Bei zwei Dritteln aller Schüler:innen machte sich die Hochbegabung und Hochsensibilität im schulischen Kontext bemerkbar, fand aber keine Berücksichtigung im Schulalltag. Nur 20 % der befragten Schüler:innen besuchten ein Schule mit Hochbegabtenförderung.


Fazit

Auch wenn die Umfrage mit knapp 117 Teilnehmer:innen nicht repräsentativ ist, so zeigen die Antworten Tendenzen auf, die ggfs. in weiteren Untersuchungen verifiziert werden müssten.

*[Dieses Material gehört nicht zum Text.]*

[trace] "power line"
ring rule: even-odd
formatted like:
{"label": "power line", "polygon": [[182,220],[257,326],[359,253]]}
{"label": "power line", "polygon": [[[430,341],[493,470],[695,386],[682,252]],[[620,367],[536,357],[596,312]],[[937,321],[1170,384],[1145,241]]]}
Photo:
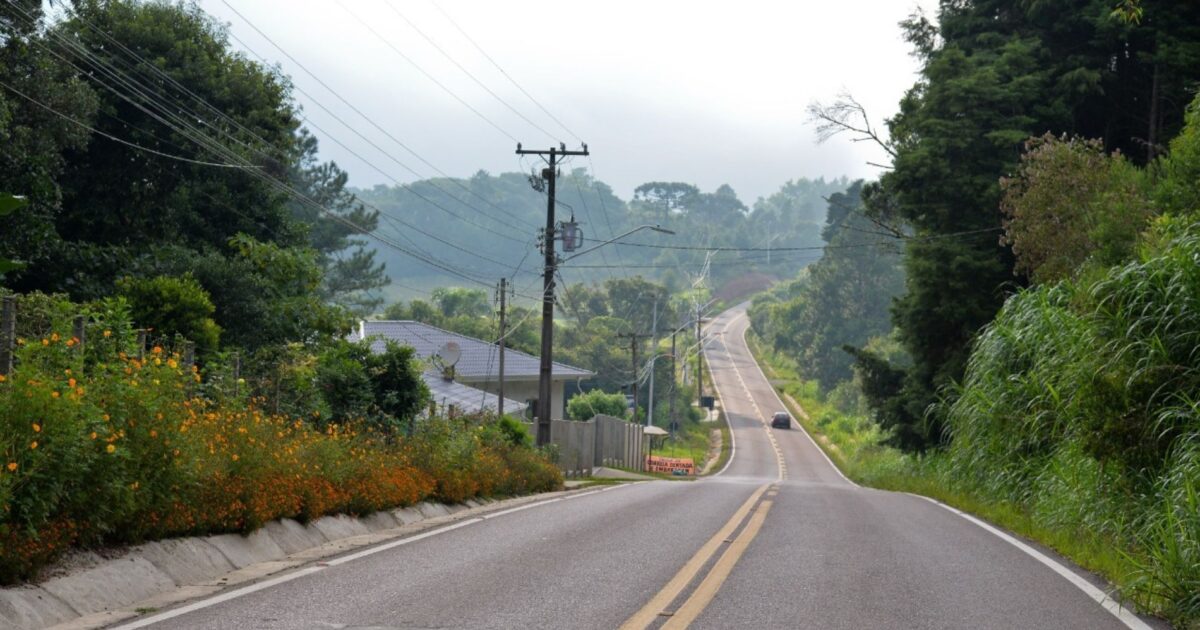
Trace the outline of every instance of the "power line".
{"label": "power line", "polygon": [[136,149],[138,151],[145,151],[148,154],[152,154],[152,155],[156,155],[156,156],[160,156],[160,157],[167,157],[169,160],[178,160],[180,162],[187,162],[187,163],[191,163],[191,164],[199,164],[199,166],[204,166],[204,167],[236,168],[236,169],[257,168],[257,167],[245,167],[245,166],[241,166],[241,164],[227,164],[227,163],[223,163],[223,162],[205,162],[203,160],[192,160],[191,157],[184,157],[184,156],[179,156],[179,155],[166,154],[166,152],[162,152],[162,151],[157,151],[155,149],[150,149],[148,146],[142,146],[140,144],[132,143],[132,142],[118,138],[116,136],[113,136],[110,133],[106,133],[103,131],[100,131],[100,130],[90,126],[90,125],[80,122],[80,121],[76,120],[74,118],[71,118],[67,114],[64,114],[64,113],[54,109],[53,107],[47,106],[46,103],[43,103],[43,102],[41,102],[41,101],[38,101],[38,100],[36,100],[36,98],[26,95],[25,92],[18,90],[17,88],[13,88],[12,85],[8,85],[7,83],[5,83],[2,80],[0,80],[0,85],[2,85],[4,88],[6,88],[8,91],[16,94],[17,96],[20,96],[22,98],[29,101],[30,103],[34,103],[37,107],[41,107],[42,109],[44,109],[44,110],[47,110],[47,112],[49,112],[49,113],[52,113],[52,114],[54,114],[54,115],[56,115],[56,116],[66,120],[68,122],[78,125],[78,126],[80,126],[80,127],[83,127],[83,128],[85,128],[85,130],[88,130],[88,131],[90,131],[90,132],[92,132],[92,133],[95,133],[97,136],[101,136],[103,138],[108,138],[109,140],[124,144],[124,145],[126,145],[126,146],[128,146],[131,149]]}
{"label": "power line", "polygon": [[422,31],[416,24],[413,23],[413,20],[408,19],[403,13],[401,13],[400,10],[396,8],[391,2],[384,0],[384,6],[386,6],[388,8],[390,8],[392,13],[395,13],[397,17],[400,17],[400,19],[404,20],[404,24],[408,24],[408,26],[412,28],[414,31],[416,31],[416,34],[420,35],[422,38],[425,38],[426,42],[430,42],[430,46],[432,46],[438,53],[442,53],[442,56],[446,58],[446,60],[449,60],[451,64],[454,64],[455,67],[457,67],[458,70],[461,70],[463,74],[466,74],[467,77],[470,78],[470,80],[475,82],[475,85],[479,85],[480,88],[484,89],[484,91],[486,91],[487,94],[492,95],[492,98],[496,98],[497,101],[499,101],[500,104],[503,104],[510,112],[512,112],[514,114],[516,114],[517,118],[520,118],[521,120],[524,120],[533,128],[535,128],[535,130],[542,132],[544,134],[546,134],[547,138],[550,138],[552,140],[560,139],[560,138],[556,138],[553,133],[551,133],[551,132],[546,131],[545,128],[542,128],[541,125],[538,125],[533,120],[529,120],[528,116],[526,116],[520,110],[517,110],[517,108],[515,108],[511,104],[509,104],[508,101],[505,101],[504,98],[500,98],[500,95],[496,94],[491,88],[488,88],[487,85],[485,85],[484,82],[479,80],[474,74],[472,74],[469,70],[467,70],[466,67],[463,67],[463,65],[460,64],[455,58],[450,56],[450,53],[446,53],[445,49],[443,49],[440,46],[438,46],[438,43],[434,42],[432,37],[430,37],[428,35],[426,35],[425,31]]}
{"label": "power line", "polygon": [[[20,11],[22,13],[24,13],[26,16],[26,19],[30,19],[30,20],[32,20],[36,24],[36,20],[34,20],[34,18],[30,17],[30,14],[28,12],[25,12],[24,10],[22,10],[19,6],[17,7],[17,10]],[[138,84],[136,80],[130,79],[130,77],[125,76],[120,71],[114,70],[110,66],[107,66],[102,60],[100,60],[100,58],[97,55],[95,55],[95,53],[88,50],[82,44],[78,44],[76,42],[71,42],[70,40],[65,38],[62,36],[58,36],[58,35],[52,35],[52,36],[58,37],[60,41],[65,41],[67,43],[67,48],[74,50],[76,54],[79,55],[82,59],[89,60],[89,64],[94,68],[96,68],[100,73],[108,76],[114,82],[121,84],[126,89],[130,89],[131,92],[138,94],[139,96],[142,96],[143,98],[145,98],[148,102],[151,102],[151,103],[155,102],[155,100],[152,97],[150,97],[150,95],[146,94],[146,90],[144,89],[144,86],[142,86],[140,84]],[[80,74],[89,76],[94,82],[96,82],[97,84],[100,84],[104,89],[112,91],[114,95],[116,95],[120,98],[125,100],[126,102],[128,102],[130,104],[132,104],[137,109],[142,110],[146,115],[151,116],[152,119],[162,122],[168,128],[172,128],[172,130],[174,130],[174,131],[184,134],[185,137],[187,137],[192,142],[196,142],[202,148],[206,148],[210,151],[216,152],[217,155],[226,155],[227,157],[232,157],[235,161],[246,162],[245,166],[252,167],[252,168],[240,169],[241,173],[248,173],[252,176],[256,176],[259,180],[262,180],[262,181],[264,181],[264,182],[266,182],[266,184],[269,184],[269,185],[271,185],[271,186],[281,190],[282,192],[284,192],[287,194],[290,194],[296,200],[299,200],[299,202],[301,202],[301,203],[304,203],[306,205],[316,208],[322,214],[325,214],[325,215],[330,216],[331,218],[334,218],[335,221],[346,224],[347,227],[352,228],[354,232],[358,232],[358,233],[367,235],[367,236],[370,236],[372,239],[376,239],[377,241],[384,244],[385,246],[392,247],[392,248],[395,248],[395,250],[397,250],[397,251],[400,251],[400,252],[402,252],[402,253],[404,253],[407,256],[410,256],[410,257],[413,257],[413,258],[415,258],[415,259],[425,263],[428,266],[433,266],[433,268],[439,269],[442,271],[445,271],[445,272],[448,272],[448,274],[450,274],[450,275],[452,275],[455,277],[461,277],[461,278],[467,280],[469,282],[474,282],[474,283],[487,286],[487,283],[485,281],[482,281],[482,280],[480,280],[478,277],[472,277],[466,271],[455,269],[452,265],[442,263],[442,262],[434,259],[431,254],[421,252],[420,248],[415,246],[415,244],[413,244],[413,246],[414,246],[414,248],[418,250],[418,252],[413,252],[413,251],[408,250],[407,247],[404,247],[404,246],[402,246],[402,245],[400,245],[400,244],[397,244],[397,242],[395,242],[395,241],[392,241],[392,240],[390,240],[390,239],[388,239],[385,236],[382,236],[380,234],[376,234],[376,233],[373,233],[371,230],[367,230],[366,228],[362,228],[361,226],[358,226],[358,224],[353,223],[348,218],[338,215],[337,212],[334,212],[334,211],[324,208],[323,205],[320,205],[319,203],[312,200],[307,196],[300,193],[299,191],[296,191],[290,185],[288,185],[286,182],[282,182],[281,180],[277,180],[275,178],[271,178],[270,175],[266,175],[265,173],[259,172],[257,169],[257,167],[254,167],[253,164],[248,164],[248,161],[246,161],[242,156],[238,155],[236,152],[232,151],[228,146],[222,145],[222,144],[217,143],[216,140],[214,140],[212,138],[209,138],[204,133],[197,131],[196,127],[191,126],[190,122],[187,121],[187,119],[182,118],[180,114],[173,113],[173,112],[169,112],[169,110],[164,110],[163,115],[166,115],[167,118],[175,119],[175,122],[170,122],[170,121],[166,120],[163,118],[163,115],[160,115],[160,114],[157,114],[155,112],[151,112],[151,110],[146,109],[145,106],[143,106],[142,103],[138,103],[138,102],[133,101],[127,94],[124,94],[120,90],[113,88],[112,85],[109,85],[108,83],[106,83],[103,79],[97,78],[94,73],[89,73],[89,72],[83,71],[79,66],[74,65],[72,61],[70,61],[70,60],[65,59],[64,56],[59,55],[55,50],[46,47],[41,42],[36,42],[35,41],[35,43],[37,46],[44,48],[52,55],[59,58],[60,60],[62,60],[64,62],[66,62],[67,65],[70,65],[71,67],[73,67],[78,72],[80,72]],[[161,95],[160,95],[160,97],[161,97]],[[158,104],[161,106],[162,103],[158,103]],[[370,204],[365,204],[365,205],[370,206]],[[371,208],[373,208],[374,210],[379,211],[380,215],[385,215],[382,210],[379,210],[379,209],[377,209],[374,206],[371,206]]]}
{"label": "power line", "polygon": [[[239,11],[238,11],[236,8],[234,8],[234,7],[232,6],[232,5],[229,5],[229,2],[227,2],[226,0],[221,0],[221,1],[222,1],[222,4],[224,4],[224,5],[227,6],[227,7],[229,7],[229,10],[230,10],[230,11],[233,11],[233,12],[234,12],[234,13],[235,13],[235,14],[236,14],[236,16],[238,16],[239,18],[241,18],[241,19],[242,19],[242,22],[245,22],[247,26],[250,26],[250,28],[251,28],[251,29],[252,29],[252,30],[253,30],[254,32],[257,32],[257,34],[258,34],[258,35],[259,35],[260,37],[263,37],[264,40],[266,40],[266,42],[268,42],[268,43],[270,43],[270,44],[271,44],[271,46],[272,46],[272,47],[274,47],[274,48],[275,48],[276,50],[278,50],[278,52],[280,52],[281,54],[283,54],[283,56],[288,58],[288,60],[290,60],[290,61],[292,61],[293,64],[295,64],[295,65],[296,65],[296,66],[298,66],[298,67],[299,67],[299,68],[300,68],[301,71],[304,71],[304,72],[305,72],[306,74],[308,74],[310,77],[312,77],[312,79],[313,79],[313,80],[316,80],[316,82],[317,82],[317,83],[318,83],[318,84],[319,84],[319,85],[320,85],[322,88],[324,88],[324,89],[325,89],[325,90],[326,90],[326,91],[328,91],[329,94],[334,95],[334,97],[335,97],[335,98],[337,98],[337,100],[338,100],[338,101],[341,101],[341,102],[342,102],[343,104],[346,104],[347,107],[349,107],[349,108],[350,108],[350,109],[352,109],[352,110],[353,110],[353,112],[354,112],[355,114],[358,114],[358,115],[359,115],[360,118],[362,118],[364,120],[366,120],[366,121],[367,121],[367,122],[368,122],[368,124],[370,124],[371,126],[373,126],[373,127],[374,127],[376,130],[378,130],[378,131],[379,131],[380,133],[383,133],[383,134],[384,134],[385,137],[388,137],[388,138],[389,138],[389,139],[390,139],[391,142],[394,142],[394,143],[396,143],[397,145],[400,145],[400,146],[401,146],[402,149],[404,149],[406,151],[408,151],[409,154],[412,154],[413,156],[415,156],[415,157],[416,157],[416,158],[418,158],[419,161],[421,161],[422,163],[425,163],[425,164],[426,164],[427,167],[432,168],[432,169],[433,169],[434,172],[437,172],[437,173],[438,173],[438,174],[440,174],[442,176],[446,178],[446,179],[448,179],[448,180],[450,180],[451,182],[454,182],[454,184],[456,184],[457,186],[462,187],[462,188],[463,188],[464,191],[467,191],[468,193],[470,193],[470,194],[475,194],[476,197],[480,197],[480,198],[482,199],[482,197],[481,197],[481,196],[479,196],[478,193],[475,193],[475,192],[474,192],[474,191],[472,191],[470,188],[468,188],[468,187],[463,186],[462,184],[457,182],[457,180],[455,180],[454,178],[450,178],[449,175],[446,175],[445,173],[443,173],[443,172],[442,172],[440,169],[438,169],[437,167],[434,167],[434,166],[433,166],[432,163],[430,163],[430,162],[428,162],[427,160],[425,160],[424,157],[421,157],[421,156],[420,156],[420,155],[419,155],[418,152],[416,152],[416,151],[414,151],[413,149],[410,149],[410,148],[409,148],[409,146],[408,146],[407,144],[404,144],[404,143],[403,143],[403,142],[401,142],[401,140],[400,140],[398,138],[396,138],[395,136],[392,136],[392,134],[391,134],[391,133],[390,133],[390,132],[389,132],[388,130],[385,130],[385,128],[384,128],[384,127],[382,127],[382,126],[380,126],[379,124],[377,124],[377,122],[376,122],[376,121],[374,121],[374,120],[373,120],[373,119],[372,119],[371,116],[366,115],[366,114],[365,114],[365,113],[364,113],[364,112],[362,112],[361,109],[359,109],[359,108],[358,108],[358,107],[356,107],[356,106],[355,106],[354,103],[352,103],[352,102],[350,102],[350,101],[348,101],[348,100],[347,100],[346,97],[343,97],[343,96],[342,96],[342,95],[341,95],[341,94],[340,94],[340,92],[338,92],[337,90],[332,89],[332,88],[331,88],[331,86],[330,86],[330,85],[329,85],[328,83],[325,83],[325,82],[324,82],[324,80],[323,80],[323,79],[322,79],[320,77],[318,77],[318,76],[317,76],[316,73],[313,73],[312,71],[310,71],[307,66],[305,66],[304,64],[301,64],[301,62],[300,62],[300,61],[299,61],[299,60],[298,60],[298,59],[296,59],[295,56],[293,56],[293,55],[292,55],[290,53],[288,53],[288,52],[287,52],[286,49],[283,49],[283,47],[281,47],[281,46],[280,46],[278,43],[276,43],[276,42],[275,42],[275,40],[272,40],[272,38],[271,38],[270,36],[268,36],[268,35],[266,35],[265,32],[263,32],[263,30],[262,30],[262,29],[259,29],[259,28],[258,28],[258,26],[257,26],[257,25],[256,25],[256,24],[254,24],[253,22],[251,22],[251,20],[248,19],[248,18],[246,18],[246,17],[245,17],[245,16],[244,16],[244,14],[242,14],[241,12],[239,12]],[[239,44],[241,44],[241,46],[242,46],[242,48],[245,48],[246,50],[248,50],[248,52],[250,52],[251,54],[253,54],[253,55],[254,55],[254,56],[257,56],[258,59],[263,60],[263,62],[264,62],[264,64],[266,62],[266,59],[265,59],[265,58],[263,58],[263,55],[260,55],[260,54],[256,53],[253,48],[251,48],[251,47],[250,47],[248,44],[246,44],[246,42],[244,42],[242,40],[238,38],[238,37],[236,37],[235,35],[233,35],[233,34],[229,34],[229,36],[230,36],[230,37],[232,37],[232,38],[233,38],[234,41],[236,41],[236,42],[238,42]],[[422,175],[421,175],[420,173],[418,173],[416,170],[414,170],[414,169],[413,169],[412,167],[409,167],[408,164],[406,164],[406,163],[401,162],[401,161],[400,161],[400,160],[397,160],[397,158],[396,158],[395,156],[392,156],[392,155],[391,155],[390,152],[388,152],[386,150],[384,150],[383,148],[380,148],[380,146],[379,146],[378,144],[376,144],[376,143],[374,143],[373,140],[371,140],[370,138],[367,138],[366,136],[364,136],[364,134],[362,134],[361,132],[359,132],[358,130],[355,130],[355,128],[354,128],[354,127],[353,127],[352,125],[349,125],[348,122],[346,122],[346,120],[343,120],[343,119],[342,119],[341,116],[338,116],[338,115],[337,115],[337,114],[336,114],[335,112],[332,112],[332,110],[331,110],[330,108],[325,107],[325,106],[324,106],[324,104],[323,104],[323,103],[322,103],[322,102],[320,102],[319,100],[317,100],[317,98],[316,98],[316,97],[313,97],[313,96],[312,96],[311,94],[308,94],[307,91],[305,91],[305,90],[304,90],[302,88],[300,88],[300,86],[295,86],[295,89],[296,89],[296,91],[299,91],[300,94],[302,94],[302,95],[307,96],[307,97],[308,97],[308,100],[310,100],[310,101],[312,101],[312,103],[313,103],[313,104],[316,104],[316,106],[317,106],[317,107],[319,107],[319,108],[320,108],[322,110],[324,110],[324,112],[325,112],[326,114],[329,114],[329,115],[330,115],[330,116],[332,116],[332,118],[334,118],[335,120],[337,120],[338,122],[341,122],[341,124],[342,124],[342,126],[344,126],[346,128],[350,130],[350,132],[352,132],[352,133],[354,133],[355,136],[358,136],[359,138],[361,138],[361,139],[362,139],[364,142],[366,142],[367,144],[370,144],[370,145],[371,145],[372,148],[374,148],[374,149],[376,149],[377,151],[379,151],[380,154],[383,154],[384,156],[386,156],[386,157],[388,157],[389,160],[391,160],[392,162],[395,162],[395,163],[400,164],[400,167],[401,167],[401,168],[403,168],[403,169],[408,170],[409,173],[412,173],[412,174],[414,174],[414,175],[416,175],[416,176],[419,176],[419,178],[420,178],[420,176],[422,176]],[[318,128],[318,130],[319,130],[319,127],[317,127],[317,125],[316,125],[316,124],[313,124],[313,122],[312,122],[311,120],[307,120],[307,122],[308,122],[310,125],[312,125],[313,127],[316,127],[316,128]],[[444,212],[446,212],[446,214],[450,214],[451,216],[454,216],[454,217],[456,217],[456,218],[460,218],[460,220],[462,220],[462,221],[466,221],[466,222],[468,222],[468,223],[472,223],[472,224],[475,224],[476,227],[481,227],[481,228],[484,228],[484,229],[488,229],[488,230],[492,230],[492,229],[494,229],[494,228],[487,228],[487,227],[484,227],[484,226],[479,226],[478,223],[473,223],[473,222],[472,222],[470,220],[467,220],[467,218],[463,218],[462,216],[460,216],[460,215],[456,215],[456,214],[454,214],[454,212],[452,212],[452,211],[450,211],[449,209],[446,209],[446,208],[443,208],[443,206],[442,206],[440,204],[437,204],[436,202],[433,202],[433,200],[431,200],[431,199],[426,198],[425,196],[422,196],[421,193],[419,193],[419,192],[414,191],[414,190],[413,190],[413,188],[412,188],[412,187],[410,187],[409,185],[406,185],[406,184],[402,184],[402,182],[400,182],[398,180],[396,180],[395,178],[392,178],[391,175],[389,175],[388,173],[384,173],[384,172],[383,172],[383,170],[380,170],[380,169],[379,169],[378,167],[376,167],[374,164],[372,164],[372,163],[371,163],[370,161],[367,161],[367,160],[366,160],[366,158],[364,158],[362,156],[358,155],[356,152],[354,152],[354,151],[353,151],[352,149],[349,149],[349,148],[348,148],[348,146],[347,146],[347,145],[346,145],[344,143],[340,142],[340,140],[338,140],[338,139],[337,139],[336,137],[334,137],[334,136],[332,136],[332,134],[330,134],[329,132],[325,132],[324,130],[320,130],[320,131],[322,131],[322,133],[324,133],[325,136],[328,136],[328,137],[329,137],[330,139],[332,139],[332,140],[334,140],[335,143],[337,143],[337,144],[338,144],[340,146],[342,146],[342,148],[344,148],[346,150],[348,150],[348,151],[350,151],[352,154],[354,154],[354,156],[355,156],[355,157],[358,157],[358,158],[359,158],[359,160],[361,160],[362,162],[367,163],[368,166],[371,166],[372,168],[374,168],[376,170],[378,170],[379,173],[382,173],[382,174],[383,174],[384,176],[386,176],[386,178],[391,179],[391,180],[392,180],[392,181],[394,181],[394,182],[395,182],[395,184],[396,184],[397,186],[400,186],[400,187],[402,187],[402,188],[404,188],[404,190],[407,190],[407,191],[412,192],[413,194],[416,194],[418,197],[420,197],[420,198],[425,199],[425,200],[426,200],[426,202],[428,202],[430,204],[434,205],[436,208],[438,208],[438,209],[443,210],[443,211],[444,211]],[[434,186],[434,187],[437,187],[437,186]],[[445,191],[443,191],[443,192],[445,192]],[[451,198],[454,198],[454,197],[451,197]],[[479,214],[481,214],[481,215],[484,215],[484,216],[486,216],[486,217],[491,218],[492,221],[496,221],[497,223],[499,223],[499,224],[504,226],[505,228],[509,228],[509,229],[512,229],[512,228],[511,228],[511,226],[509,226],[508,223],[504,223],[503,221],[499,221],[498,218],[496,218],[496,217],[493,217],[493,216],[488,215],[487,212],[484,212],[482,210],[480,210],[480,209],[478,209],[478,208],[475,208],[475,206],[473,206],[473,205],[470,205],[470,204],[468,204],[468,203],[466,203],[466,202],[463,202],[463,200],[461,200],[461,199],[457,199],[457,198],[454,198],[454,199],[455,199],[455,200],[457,200],[458,203],[461,203],[462,205],[464,205],[464,206],[467,206],[467,208],[469,208],[469,209],[472,209],[472,210],[474,210],[474,211],[476,211],[476,212],[479,212]],[[491,202],[488,202],[487,199],[484,199],[484,200],[491,204]],[[506,210],[504,210],[504,209],[502,209],[502,208],[499,208],[499,206],[497,206],[497,205],[494,205],[494,204],[491,204],[491,205],[492,205],[493,208],[496,208],[497,210],[500,210],[502,212],[504,212],[505,215],[508,215],[508,216],[509,216],[510,218],[512,218],[512,220],[515,220],[515,221],[522,221],[522,222],[524,222],[523,220],[521,220],[521,218],[520,218],[520,217],[517,217],[516,215],[512,215],[511,212],[508,212]],[[524,223],[526,223],[527,226],[529,226],[529,227],[535,227],[535,226],[533,226],[532,223],[528,223],[528,222],[524,222]],[[510,239],[510,240],[515,240],[515,239],[512,239],[511,236],[506,236],[506,235],[503,235],[503,234],[498,234],[498,235],[500,235],[500,236],[503,236],[503,238],[506,238],[506,239]],[[517,242],[524,242],[524,241],[517,241]]]}
{"label": "power line", "polygon": [[[221,1],[226,6],[229,5],[229,2],[227,2],[226,0],[221,0]],[[451,90],[450,88],[446,88],[446,85],[444,83],[442,83],[440,80],[438,80],[437,77],[434,77],[433,74],[430,74],[425,68],[422,68],[420,65],[418,65],[415,61],[413,61],[408,55],[406,55],[403,52],[401,52],[400,48],[396,48],[396,44],[391,43],[391,41],[389,41],[383,35],[379,35],[379,31],[377,31],[374,29],[374,26],[372,26],[370,23],[367,23],[366,20],[364,20],[362,18],[360,18],[358,16],[358,13],[355,13],[354,11],[350,11],[350,8],[348,6],[346,6],[344,2],[338,1],[337,5],[341,6],[342,10],[344,10],[347,13],[349,13],[350,17],[353,17],[355,20],[358,20],[359,24],[362,24],[364,26],[366,26],[366,29],[368,31],[371,31],[371,35],[374,35],[376,38],[378,38],[380,42],[383,42],[388,48],[391,48],[391,50],[394,53],[396,53],[397,55],[400,55],[401,59],[403,59],[404,61],[408,61],[408,64],[410,66],[413,66],[414,68],[416,68],[421,74],[424,74],[425,78],[427,78],[431,82],[433,82],[433,84],[437,85],[438,88],[442,88],[442,90],[445,91],[446,94],[449,94],[450,96],[452,96],[455,101],[458,101],[463,107],[466,107],[467,109],[472,110],[472,113],[474,113],[476,116],[479,116],[481,120],[484,120],[484,122],[487,122],[488,125],[491,125],[492,128],[494,128],[496,131],[498,131],[502,134],[504,134],[504,137],[506,137],[508,139],[510,139],[512,142],[517,142],[516,136],[512,136],[511,133],[509,133],[508,131],[505,131],[504,127],[497,125],[492,119],[485,116],[482,112],[480,112],[479,109],[475,109],[474,107],[472,107],[470,103],[468,103],[467,101],[463,101],[462,97],[458,96],[457,94],[455,94],[454,90]],[[233,8],[233,7],[230,7],[230,8]],[[234,12],[236,13],[236,11],[234,11]],[[245,18],[242,18],[242,19],[245,19]]]}
{"label": "power line", "polygon": [[448,22],[449,22],[449,23],[450,23],[451,25],[454,25],[454,28],[455,28],[455,29],[456,29],[456,30],[457,30],[457,31],[458,31],[460,34],[462,34],[462,36],[463,36],[463,37],[466,37],[466,38],[467,38],[467,41],[468,41],[468,42],[470,42],[470,44],[472,44],[472,46],[474,46],[474,47],[475,47],[475,50],[479,50],[479,54],[484,55],[484,58],[485,58],[485,59],[487,59],[488,61],[491,61],[491,64],[492,64],[493,66],[496,66],[496,70],[498,70],[498,71],[500,72],[500,74],[503,74],[503,76],[504,76],[504,78],[509,79],[509,82],[510,82],[510,83],[511,83],[511,84],[512,84],[512,85],[514,85],[514,86],[515,86],[515,88],[516,88],[517,90],[521,90],[521,94],[526,95],[526,98],[529,98],[529,101],[530,101],[530,102],[532,102],[533,104],[538,106],[538,109],[541,109],[541,112],[542,112],[544,114],[546,114],[547,116],[550,116],[550,119],[551,119],[551,120],[553,120],[553,121],[554,121],[554,124],[557,124],[557,125],[558,125],[559,127],[563,127],[563,131],[565,131],[566,133],[569,133],[569,134],[574,136],[574,137],[575,137],[575,140],[576,140],[576,142],[578,142],[578,143],[581,143],[581,144],[583,143],[583,138],[580,138],[580,136],[578,136],[577,133],[575,133],[574,131],[571,131],[571,130],[570,130],[570,127],[568,127],[566,125],[564,125],[562,120],[558,120],[558,118],[557,118],[557,116],[556,116],[554,114],[551,114],[548,109],[546,109],[545,107],[542,107],[542,104],[541,104],[540,102],[538,102],[538,100],[536,100],[536,98],[534,98],[534,97],[533,97],[533,95],[532,95],[532,94],[529,94],[529,91],[528,91],[528,90],[526,90],[524,88],[522,88],[522,86],[521,86],[521,84],[520,84],[520,83],[517,83],[517,80],[516,80],[516,79],[514,79],[511,74],[509,74],[508,72],[505,72],[505,71],[504,71],[504,68],[503,68],[503,67],[500,67],[500,65],[499,65],[499,64],[498,64],[498,62],[497,62],[497,61],[496,61],[494,59],[492,59],[492,55],[487,54],[487,52],[486,52],[486,50],[484,50],[484,48],[482,48],[481,46],[479,46],[479,43],[476,43],[476,42],[475,42],[475,40],[474,40],[474,38],[472,38],[472,36],[470,36],[470,35],[467,35],[467,31],[464,31],[464,30],[462,29],[462,26],[460,26],[460,25],[458,25],[458,23],[457,23],[457,22],[455,22],[455,20],[454,20],[454,18],[451,18],[451,17],[450,17],[450,14],[449,14],[449,13],[446,13],[445,11],[443,11],[443,10],[442,10],[442,7],[440,7],[440,6],[438,6],[438,4],[437,4],[437,2],[434,2],[433,0],[430,0],[430,4],[431,4],[431,5],[433,5],[433,8],[437,8],[437,10],[438,10],[438,12],[439,12],[439,13],[442,13],[442,16],[443,16],[443,17],[445,17],[445,18],[446,18],[446,20],[448,20]]}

Nach den Erhebungsergebnissen kann folgendes vorsichtiges Fazit formuliert werden: In der Gruppe der hochbegabten Kinder haben die abrupt sich ändernden schulischen Rahmenbedingungen und Veränderungen im Außen zu positiven Veränderungen im Innern geführt. Die Daten zeigen im Vergleich von Schulbetrieb zu Homeschooling, dass die Fähigkeit hochbegabter Schüler:innen sich Lernstoff selbständig und selbstbestimmt zu erarbeiten zu einer deutlich zufriedeneren Lern-, Arbeits- und Lebenssituation für Schüler:innen und Eltern führt. Da die Leistung und Lernergebnisse nach Einschätzung der Eltern als überwiegend positiv bewertet wurden, könnte in Abhängigkeit von Alter und Lernreife hochbegabter Schüler:innen auf eine vollständige Anwesenheitspflicht in Schule verzichtet werden. Eine Hybridlösung könnte für diese Schüler:innen vorteilhaft sein.